Uzun bir yürüyüşten sonra kızımın yattığı yere yaklaşınca her yerin sapsarı ve kocaman otlarla dolduğunu gördük. Otlara, çukurlara bata çıka ağacının yanına geldik.
Sanki kzım da, mezarı da, çevresindeki Mestan, Minnoş, Açaray da doğaya karışmış, özel bir yer kalmamış. Bir an öylece bırakmak, bu doğal dokuya hiç karışmamayı düşündüm. Ama içim elvermedi.
Yanımızda getirdiğimiz aletlerle her tarafı temizledik, daha uzun kalacağını düşünerek bu defa haşhaş kozaları koyduk üstüne. 2’de tahta lale. Belki bir daha ki gelişimizde daha az ot kaplar diye umuyoruz.
Kızımla vedalaşmaya bir türlü doyamadım ama arkamıza baka baka eve doğru yola çıktık. Doğanın içinde huzurla yatıyor şimdi…

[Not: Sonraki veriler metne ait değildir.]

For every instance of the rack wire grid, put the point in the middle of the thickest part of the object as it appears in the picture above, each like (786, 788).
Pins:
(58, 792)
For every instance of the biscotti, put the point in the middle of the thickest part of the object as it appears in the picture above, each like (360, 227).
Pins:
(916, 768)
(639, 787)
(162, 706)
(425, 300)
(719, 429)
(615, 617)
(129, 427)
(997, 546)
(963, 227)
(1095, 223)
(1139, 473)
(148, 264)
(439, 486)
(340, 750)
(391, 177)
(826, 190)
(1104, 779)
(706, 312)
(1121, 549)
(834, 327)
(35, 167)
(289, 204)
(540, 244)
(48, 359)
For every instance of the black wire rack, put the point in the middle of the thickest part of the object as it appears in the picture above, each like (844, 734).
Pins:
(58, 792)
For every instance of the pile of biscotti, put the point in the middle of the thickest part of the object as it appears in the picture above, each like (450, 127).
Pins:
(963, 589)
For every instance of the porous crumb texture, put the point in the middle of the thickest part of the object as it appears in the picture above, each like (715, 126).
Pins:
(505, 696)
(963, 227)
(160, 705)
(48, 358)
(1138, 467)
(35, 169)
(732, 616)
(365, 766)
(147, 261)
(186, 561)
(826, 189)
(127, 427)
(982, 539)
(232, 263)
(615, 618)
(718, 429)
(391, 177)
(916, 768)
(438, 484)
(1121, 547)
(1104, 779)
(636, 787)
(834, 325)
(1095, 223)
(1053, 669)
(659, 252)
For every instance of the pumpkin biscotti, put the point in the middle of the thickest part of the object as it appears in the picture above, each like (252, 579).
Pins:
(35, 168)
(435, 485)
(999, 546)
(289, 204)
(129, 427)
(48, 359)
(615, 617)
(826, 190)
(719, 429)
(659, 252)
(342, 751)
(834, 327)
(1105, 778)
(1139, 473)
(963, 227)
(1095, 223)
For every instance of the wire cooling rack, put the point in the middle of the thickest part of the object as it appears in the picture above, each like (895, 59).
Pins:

“Diyabetik Kedi” site yöneticisi
Hepinize tesekkurler. Sevgili Halime, onlar yasamlari boyunca bizim gozumuzun ta icine bakarak yasiyorlar, sanirim onlari sik sikziyaret ederek, biz de bir nebze onlar gibi oluyoruz. Geri gelmeseler de, hissettiklerine eminim.
Mischa’nin ikinci yildonumunde mezarini ziyaretinizden cikarttigim mesaj, icimi acitti! Ruhu sadolsun diyor, size sabirlar diliyorum.
iki sene. . . benek oleli 4 ay oldu hala her gun eve girdigimde kizimi ariyorum, belki cok yeni acim bu yuzden gecmiyor ama cok ozleniyor.